We also calculate the Ranking loss of four classification models. Figure 1(b) show the Ranking loss of the four algorithms throughout the stream in TMC2007 data-set. For example, at X axis = 6, the ranking loss of SWMEC is 0.1571, the Y values in ML-KNN (\(w=100\)), ML-KNN (\(w=200\)) and ML-KNN (\(w=400\)) are all higher than SWEMC.

B. Classification quality comparison with SMART [14]
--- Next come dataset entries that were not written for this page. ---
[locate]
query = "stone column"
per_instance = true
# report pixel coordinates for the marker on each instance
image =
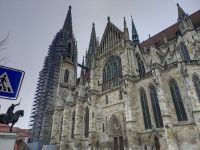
(131, 123)
(78, 123)
(56, 126)
(66, 128)
(192, 96)
(93, 135)
(170, 134)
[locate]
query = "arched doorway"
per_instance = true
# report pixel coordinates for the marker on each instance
(115, 132)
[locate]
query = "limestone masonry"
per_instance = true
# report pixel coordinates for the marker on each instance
(130, 95)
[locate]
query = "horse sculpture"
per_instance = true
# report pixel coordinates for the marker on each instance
(4, 118)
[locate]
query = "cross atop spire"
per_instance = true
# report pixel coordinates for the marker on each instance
(135, 37)
(181, 12)
(68, 22)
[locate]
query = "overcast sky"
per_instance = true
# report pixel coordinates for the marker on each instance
(32, 24)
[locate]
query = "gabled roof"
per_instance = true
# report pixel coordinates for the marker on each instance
(171, 32)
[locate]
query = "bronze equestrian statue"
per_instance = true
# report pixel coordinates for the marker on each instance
(11, 117)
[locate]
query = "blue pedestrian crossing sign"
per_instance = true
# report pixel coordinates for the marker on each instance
(10, 82)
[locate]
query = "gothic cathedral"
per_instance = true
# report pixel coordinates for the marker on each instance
(131, 95)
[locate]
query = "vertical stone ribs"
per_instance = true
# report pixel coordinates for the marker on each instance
(45, 95)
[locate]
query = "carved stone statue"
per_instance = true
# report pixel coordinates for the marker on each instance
(11, 117)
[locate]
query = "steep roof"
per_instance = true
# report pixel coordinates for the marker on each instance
(171, 32)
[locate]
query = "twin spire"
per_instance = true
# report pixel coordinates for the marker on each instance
(135, 37)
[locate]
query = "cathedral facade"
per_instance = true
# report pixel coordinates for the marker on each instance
(130, 95)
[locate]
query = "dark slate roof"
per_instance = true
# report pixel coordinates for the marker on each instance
(171, 32)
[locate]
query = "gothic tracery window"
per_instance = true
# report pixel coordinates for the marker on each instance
(145, 109)
(112, 72)
(157, 143)
(141, 68)
(196, 83)
(86, 122)
(69, 50)
(177, 100)
(73, 125)
(155, 106)
(66, 76)
(184, 52)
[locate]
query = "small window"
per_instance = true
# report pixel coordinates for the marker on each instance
(86, 122)
(141, 68)
(69, 50)
(177, 100)
(184, 52)
(120, 95)
(106, 99)
(145, 109)
(66, 76)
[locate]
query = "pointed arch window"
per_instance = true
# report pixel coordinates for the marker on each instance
(112, 72)
(184, 52)
(145, 109)
(73, 125)
(86, 122)
(66, 76)
(157, 143)
(141, 68)
(120, 95)
(196, 83)
(177, 100)
(69, 50)
(156, 107)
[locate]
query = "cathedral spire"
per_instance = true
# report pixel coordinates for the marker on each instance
(181, 12)
(92, 47)
(126, 33)
(93, 40)
(83, 64)
(68, 22)
(135, 37)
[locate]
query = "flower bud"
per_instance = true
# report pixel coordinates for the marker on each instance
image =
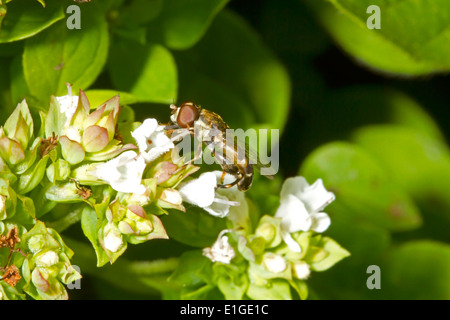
(267, 231)
(19, 125)
(71, 150)
(112, 238)
(95, 138)
(274, 262)
(301, 270)
(46, 259)
(11, 151)
(58, 171)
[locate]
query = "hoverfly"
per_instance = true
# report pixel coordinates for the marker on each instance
(209, 128)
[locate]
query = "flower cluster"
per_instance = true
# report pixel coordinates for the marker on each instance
(97, 166)
(282, 250)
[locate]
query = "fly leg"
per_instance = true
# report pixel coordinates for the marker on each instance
(228, 185)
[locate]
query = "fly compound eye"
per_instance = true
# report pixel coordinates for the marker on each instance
(187, 114)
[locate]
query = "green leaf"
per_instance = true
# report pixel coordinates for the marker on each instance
(31, 178)
(19, 88)
(148, 71)
(68, 56)
(418, 270)
(90, 226)
(334, 253)
(139, 12)
(193, 269)
(417, 162)
(25, 211)
(413, 38)
(276, 289)
(236, 75)
(11, 151)
(182, 23)
(367, 104)
(72, 151)
(26, 18)
(194, 227)
(98, 97)
(232, 280)
(362, 187)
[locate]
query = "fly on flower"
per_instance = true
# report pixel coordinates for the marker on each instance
(234, 156)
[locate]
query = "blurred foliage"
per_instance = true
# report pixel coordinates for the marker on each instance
(365, 110)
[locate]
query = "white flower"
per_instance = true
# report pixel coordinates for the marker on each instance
(152, 140)
(274, 262)
(202, 193)
(68, 105)
(47, 259)
(124, 173)
(112, 238)
(171, 196)
(221, 250)
(300, 208)
(2, 207)
(301, 270)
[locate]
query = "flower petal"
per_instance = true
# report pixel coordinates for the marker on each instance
(290, 242)
(124, 173)
(220, 251)
(219, 208)
(293, 214)
(316, 197)
(320, 222)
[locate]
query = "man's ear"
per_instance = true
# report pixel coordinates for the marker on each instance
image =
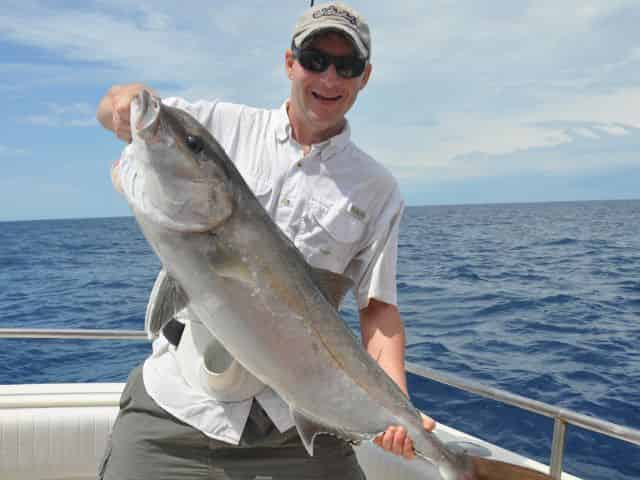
(365, 76)
(289, 60)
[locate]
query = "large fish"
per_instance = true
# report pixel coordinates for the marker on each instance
(250, 286)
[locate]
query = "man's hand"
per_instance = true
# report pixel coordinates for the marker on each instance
(396, 440)
(114, 110)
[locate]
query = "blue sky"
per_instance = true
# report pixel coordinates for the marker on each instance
(469, 101)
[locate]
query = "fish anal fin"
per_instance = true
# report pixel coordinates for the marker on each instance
(309, 429)
(333, 285)
(166, 299)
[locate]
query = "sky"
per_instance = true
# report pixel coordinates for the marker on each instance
(469, 101)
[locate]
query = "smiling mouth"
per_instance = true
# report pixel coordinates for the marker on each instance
(326, 99)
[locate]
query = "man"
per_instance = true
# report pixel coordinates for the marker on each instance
(339, 207)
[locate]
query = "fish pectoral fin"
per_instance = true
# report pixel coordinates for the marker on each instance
(166, 299)
(308, 429)
(334, 285)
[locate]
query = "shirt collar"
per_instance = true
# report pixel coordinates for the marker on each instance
(327, 148)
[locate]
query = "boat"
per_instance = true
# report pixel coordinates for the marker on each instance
(59, 431)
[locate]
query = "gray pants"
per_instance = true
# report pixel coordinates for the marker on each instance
(147, 443)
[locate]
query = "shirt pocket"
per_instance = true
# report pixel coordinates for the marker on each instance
(260, 187)
(329, 235)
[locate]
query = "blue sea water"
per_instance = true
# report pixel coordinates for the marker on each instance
(542, 300)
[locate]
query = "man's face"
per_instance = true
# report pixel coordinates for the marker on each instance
(321, 99)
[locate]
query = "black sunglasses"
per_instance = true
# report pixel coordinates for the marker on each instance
(348, 66)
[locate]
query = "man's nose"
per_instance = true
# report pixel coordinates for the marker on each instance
(330, 75)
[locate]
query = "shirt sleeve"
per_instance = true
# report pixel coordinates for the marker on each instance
(374, 267)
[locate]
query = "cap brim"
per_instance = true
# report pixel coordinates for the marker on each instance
(308, 34)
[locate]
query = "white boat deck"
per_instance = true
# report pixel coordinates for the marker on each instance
(59, 432)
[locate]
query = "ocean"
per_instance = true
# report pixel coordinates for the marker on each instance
(541, 300)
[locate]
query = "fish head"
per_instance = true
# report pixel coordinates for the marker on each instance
(178, 175)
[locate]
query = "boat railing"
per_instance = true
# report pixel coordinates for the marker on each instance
(562, 417)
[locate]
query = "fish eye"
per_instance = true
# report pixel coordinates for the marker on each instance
(195, 143)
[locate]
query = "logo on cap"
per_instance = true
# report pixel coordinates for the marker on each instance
(333, 11)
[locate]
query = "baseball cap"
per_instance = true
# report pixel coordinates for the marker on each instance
(336, 17)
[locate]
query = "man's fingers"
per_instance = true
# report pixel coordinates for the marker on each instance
(387, 439)
(428, 423)
(407, 448)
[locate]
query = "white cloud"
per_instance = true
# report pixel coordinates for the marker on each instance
(6, 151)
(77, 114)
(459, 88)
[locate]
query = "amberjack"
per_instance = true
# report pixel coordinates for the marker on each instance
(247, 282)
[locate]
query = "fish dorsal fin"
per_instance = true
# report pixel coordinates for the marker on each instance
(334, 285)
(166, 299)
(308, 429)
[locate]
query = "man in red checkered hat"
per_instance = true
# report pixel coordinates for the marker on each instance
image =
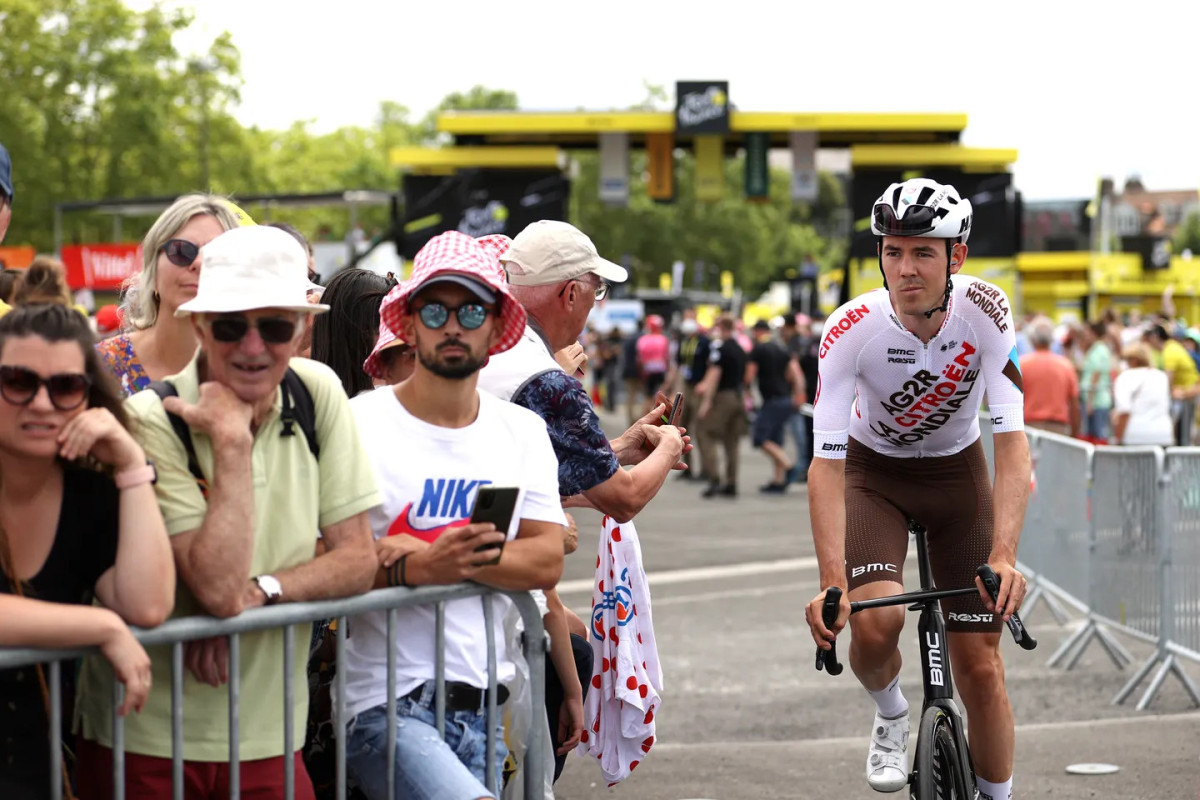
(435, 440)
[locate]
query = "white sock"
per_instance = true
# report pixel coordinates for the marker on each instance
(891, 701)
(989, 791)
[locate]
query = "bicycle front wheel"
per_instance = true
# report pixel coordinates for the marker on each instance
(937, 769)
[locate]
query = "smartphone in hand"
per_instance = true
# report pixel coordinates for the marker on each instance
(677, 409)
(673, 411)
(497, 505)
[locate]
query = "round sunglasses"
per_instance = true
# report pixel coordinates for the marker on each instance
(67, 390)
(436, 314)
(180, 252)
(274, 330)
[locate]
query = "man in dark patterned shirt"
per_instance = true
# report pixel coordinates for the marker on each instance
(557, 275)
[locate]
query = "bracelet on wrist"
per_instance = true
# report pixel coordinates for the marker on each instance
(129, 479)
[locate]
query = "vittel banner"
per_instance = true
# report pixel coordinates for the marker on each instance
(702, 107)
(101, 266)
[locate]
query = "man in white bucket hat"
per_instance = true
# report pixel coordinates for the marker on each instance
(244, 495)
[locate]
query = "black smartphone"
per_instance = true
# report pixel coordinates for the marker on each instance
(676, 409)
(497, 505)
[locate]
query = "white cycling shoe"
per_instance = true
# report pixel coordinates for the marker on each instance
(887, 762)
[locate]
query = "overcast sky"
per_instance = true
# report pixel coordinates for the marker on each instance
(1078, 90)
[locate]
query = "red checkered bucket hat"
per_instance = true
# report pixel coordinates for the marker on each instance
(497, 245)
(457, 254)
We also compare the performance of our approach SWMEC against SMART [14], which also adopt the strategy of ensemble and gives us a great inspiration in this paper. As Fig. 2(a) and (b) shows, Our method SWMEC is slightly better than SMART in Micro F1 and Ranking Loss. Especially noteworthy is that SMART has a much bigger space overhead than SWMEC, because SMART needs to maintain several tree structures while SWMEC only needs to store small amount of central points. In the future, we would like to combine both of these two methods’ advantages to address the multi-label classification problem in data streams.

Fig. 2.
figure 2

SWMEC against SMART on TMC2007 dataset.

6 Conclusion

This paper presents an efficient algorithm for multi-label data stream classification based on ML-KNN. As the properties of data stream and multiple labels assigned to each instances. It becomes more challenging than the traditional static multi-label data classification problems and single-label data stream classification problems. To address these challenges, we propose an ensemble multilabel data stream classification approach, manly Streaming Weighting ML-KNN based Ensemble Classifier (SWMEC), to efficiently update the model with the multi-label data stream flows. Then our model can effectively and efficiently predict multiple labels for future data points. The experimental results on the real world validate that our multi-label data stream classification approach is very effective and efficient for multi-label stream classification.